Why would you want to dyno a brushless motor? If you feel the need to do so it can be done with a Fantom dyno and a CE Turbo Dyno(I haven't tried the CE w/ BL). I tried the Fantom with all of my BL motors before I sold it with my lathes and other motor building tools. If you don't already have a dyno it is an expense that won't make you any faster. 

A poorly set up chassis will be highly magnified with BL motors due to the close power and RPM of BL design.

The motors are so close in performance that dyno's are really not needed. If you are trying to convince yourself to switch to BL motors I highly recommend it.


----------



## swtour (Oct 8, 2001)

> The motors are so close in performance that dyno's are really not needed.


As a guy who loves crunching numbes...I'm more interested in a B/L dyno to compare one motor to another (10.5 vs. 13.5 vs. 17.5, etc.)

Sometimes it's a MONTH between races..so spending time on a DYNO can be a interesting way to pass time.

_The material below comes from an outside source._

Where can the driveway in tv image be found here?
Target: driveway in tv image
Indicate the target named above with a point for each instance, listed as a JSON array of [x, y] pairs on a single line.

As far as dynoing a dozen or more motors in search for 'the perfect motor' - the heck with THAT - LEARN the one you have...and TUNE the chassis once you get the motor close.


----------



## th1 (Sep 30, 2003)

I thought that the rpms were way too high for a fantom. i have all this equiptment and like to crunch numbers as swtour said


----------



## KenBajdek (Oct 7, 2001)

We used to dyno 9 turn mod motors on them at 60,000 rpm. Fantom only runs them at 5 volts.


----------



## RPM (Dec 20, 2004)

I have made my own chassis dyno for brushed,brushless, nitro, 2W,4W vehicles on one dyno like the full size race cars. :thumbsup:

Takes the guess work out of rollout, gearing and tire growth!
Life is good..


----------



## brian0525 (Jan 17, 2005)

RPM said:


> I have made my own chassis dyno for brushed,brushless, nitro, 2W,4W vehicles on one dyno like the full size race cars. :thumbsup:
> 
> Takes the guess work out of rollout, gearing and tire growth!
> Life is good..


Alright let's see the pics of this thing!!! :thumbsup:


----------



## swtour (Oct 8, 2001)

How about a CHASSIS Dyno (crude) with a Eagle Tree Data Logger hooked up all tied into your LAPTOP...


----------



## The Jet (Sep 25, 2001)

swtour said:


> As a guy who loves crunching numbes...I'm more interested in a B/L dyno to compare one motor to another (10.5 vs. 13.5 vs. 17.5, etc.)
> 
> Sometimes it's a MONTH between races..so spending time on a DYNO can be a interesting way to pass time.
> 
> As far as dynoing a dozen or more motors in search for 'the perfect motor' - the heck with THAT - LEARN the one you have...and TUNE the chassis once you get the motor close.


You forgot the 3.5 .
How are your eyes doing, much better I hope :thumbsup:.


----------



## swtour (Oct 8, 2001)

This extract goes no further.